Project Manta (by Michelle)
It’s not easy keeping your cool as giant mantas circle you slowly, their intelligent, friendly eyes fixed on you. The heart thuds not from fear, but from the sheer awe of being in the presence of these giant rays. Despite having dived with them hundreds of times, interacting with my favourite marine animal never gets old.
I am at Lady Elliot Island, an island on the southern tip of the famed Great Barrier Reef of Australia, volunteering with Project Manta, a research program based at The University of Queensland, Brisbane. It was founded in 2007 to find out more about the population of manta rays along the east coast of Australia, because despite the interest in manta rays from divers, very little was known about them.
I first got involved with Project Manta in 2011 as an Earthwatch volunteer. At that time, I had never dived with mantas before and was attracted to the prospect of diving with and contributing to research about them at the same time. On the trip, I helped take identification photos (on scuba as I hadn’t started freediving then), record data on sea/weather conditions and manta behaviour, and collect plankton for studies on their feeding behaviour.
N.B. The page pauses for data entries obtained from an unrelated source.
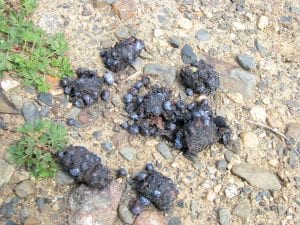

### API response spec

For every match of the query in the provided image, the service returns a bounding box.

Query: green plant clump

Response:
[9,119,69,178]
[0,0,74,92]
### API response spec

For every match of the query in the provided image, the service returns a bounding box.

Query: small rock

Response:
[0,159,15,187]
[24,216,40,225]
[285,123,300,141]
[1,80,20,92]
[144,64,177,86]
[55,170,74,185]
[224,150,234,162]
[92,131,102,141]
[68,181,124,225]
[120,148,136,161]
[290,5,300,15]
[9,170,29,185]
[113,0,137,20]
[66,108,81,118]
[118,204,135,224]
[206,190,216,201]
[254,39,266,53]
[40,105,50,117]
[140,50,153,60]
[196,29,211,41]
[216,160,227,170]
[169,36,181,48]
[236,54,256,70]
[218,208,231,225]
[22,102,40,122]
[0,197,19,218]
[257,16,269,29]
[37,93,53,106]
[181,44,197,64]
[36,197,47,211]
[14,180,37,198]
[101,142,113,151]
[177,18,193,30]
[111,130,129,148]
[233,202,251,219]
[250,105,267,122]
[231,164,281,190]
[225,184,239,198]
[131,57,144,71]
[241,132,259,149]
[115,26,130,40]
[168,217,182,225]
[157,142,173,159]
[133,210,167,225]
[10,95,23,110]
[219,68,256,99]
[5,220,16,225]
[295,176,300,187]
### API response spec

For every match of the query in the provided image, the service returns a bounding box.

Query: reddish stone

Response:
[112,0,137,20]
[78,112,90,124]
[133,211,167,225]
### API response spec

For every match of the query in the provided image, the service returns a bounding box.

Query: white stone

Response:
[177,18,193,30]
[225,184,239,198]
[257,16,269,29]
[250,105,267,122]
[1,80,20,92]
[233,21,246,30]
[206,190,216,201]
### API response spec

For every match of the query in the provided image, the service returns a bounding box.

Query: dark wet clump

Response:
[122,76,232,157]
[61,68,104,108]
[58,145,111,190]
[100,37,145,72]
[180,60,220,95]
[133,168,179,211]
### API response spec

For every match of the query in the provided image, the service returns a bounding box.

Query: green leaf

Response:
[48,33,68,56]
[21,0,37,15]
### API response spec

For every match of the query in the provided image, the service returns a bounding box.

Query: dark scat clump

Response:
[100,37,145,72]
[133,168,179,211]
[58,145,111,190]
[122,77,232,157]
[180,60,220,95]
[61,68,104,108]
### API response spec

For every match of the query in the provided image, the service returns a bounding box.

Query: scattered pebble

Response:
[233,202,251,219]
[37,93,53,106]
[118,204,135,224]
[157,142,173,159]
[14,180,36,198]
[144,64,177,86]
[169,36,181,48]
[257,16,269,29]
[168,217,182,225]
[196,29,211,41]
[133,210,167,225]
[0,159,15,187]
[216,160,228,170]
[22,102,40,122]
[225,184,239,198]
[181,44,197,64]
[236,54,256,70]
[0,80,20,92]
[241,132,259,149]
[177,17,193,30]
[101,142,113,151]
[120,147,136,161]
[55,170,74,186]
[218,208,231,225]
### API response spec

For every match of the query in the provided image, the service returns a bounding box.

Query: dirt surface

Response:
[0,0,299,225]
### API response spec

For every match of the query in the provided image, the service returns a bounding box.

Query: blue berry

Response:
[64,87,71,94]
[145,163,154,171]
[176,101,185,110]
[129,125,140,135]
[130,113,139,120]
[165,122,176,130]
[186,88,193,96]
[83,94,94,105]
[134,81,143,89]
[74,99,85,108]
[117,168,127,177]
[130,203,143,215]
[187,102,196,110]
[163,101,172,111]
[101,90,110,101]
[153,190,161,198]
[140,196,151,206]
[69,168,80,177]
[192,111,202,118]
[124,93,133,103]
[136,172,147,181]
[104,72,114,85]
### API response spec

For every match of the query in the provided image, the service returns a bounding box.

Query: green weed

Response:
[0,0,74,92]
[9,119,69,178]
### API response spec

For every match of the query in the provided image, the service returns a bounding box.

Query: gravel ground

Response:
[0,0,299,225]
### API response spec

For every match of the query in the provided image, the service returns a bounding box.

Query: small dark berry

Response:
[130,202,143,215]
[136,172,147,181]
[104,72,114,85]
[163,101,172,111]
[140,196,151,206]
[145,163,154,171]
[117,168,127,177]
[129,88,138,96]
[69,168,80,177]
[124,93,133,103]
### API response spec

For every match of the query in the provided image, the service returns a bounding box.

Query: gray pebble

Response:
[92,131,102,141]
[10,95,23,110]
[55,170,74,186]
[14,180,36,198]
[181,44,197,64]
[22,102,40,122]
[218,208,231,225]
[0,197,19,218]
[37,93,53,106]
[216,160,228,170]
[295,176,300,187]
[169,36,181,48]
[236,54,256,70]
[36,197,47,211]
[144,64,177,86]
[115,26,130,40]
[196,29,211,41]
[168,217,182,225]
[66,107,81,118]
[233,203,251,219]
[157,142,173,159]
[120,148,136,161]
[224,150,234,162]
[101,142,113,151]
[118,204,134,224]
[254,39,266,53]
[40,105,50,117]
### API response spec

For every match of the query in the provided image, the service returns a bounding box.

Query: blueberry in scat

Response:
[83,94,94,105]
[145,163,154,171]
[74,99,85,108]
[129,124,139,135]
[142,76,150,86]
[187,102,196,110]
[176,101,185,110]
[130,201,143,215]
[163,101,172,111]
[129,88,138,96]
[134,81,143,89]
[61,79,69,87]
[117,168,127,178]
[153,190,161,198]
[70,168,80,177]
[124,93,133,103]
[64,86,71,94]
[136,172,147,181]
[101,90,110,101]
[186,88,193,96]
[140,196,151,206]
[130,113,139,120]
[104,72,114,85]
[165,123,176,131]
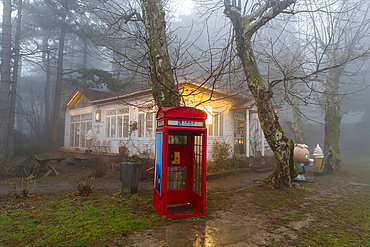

Through the research it does, the project has built up a database of individual manta rays of over 1000 animals on both the west and east coast and has gained valuable insight on their feeding ecology and migratory movements. This information is extremely important for conservation efforts (mantas are listed as Vulnerable on the IUCN Red List).
After the Earthwatch experience, I was hooked! When I got the opportunity to, I did my own research project on manta rays and got involved with Project Manta again. I have continued to volunteer with them since then, assisting by taking photo ID shots on breath hold (freedivers are particularly useful during surface feeding events and moving in between cleaning stations) - an experience I greatly value. Each trip brings remarkable memories - a feeding chain of 70+ manta rays, tiger shark encounters, swimming with a whale, rescuing a manta which had fishing line entangled in its gills slits. In 2016, we brought a small group of Zenners here to help with photo ID work and were treated to an incredible dolphin encounter.
I do hope that one day you will be able to share similar wondrous encounters with manta rays or other marine life and be inspired to help with conservation like I was… The world needs it!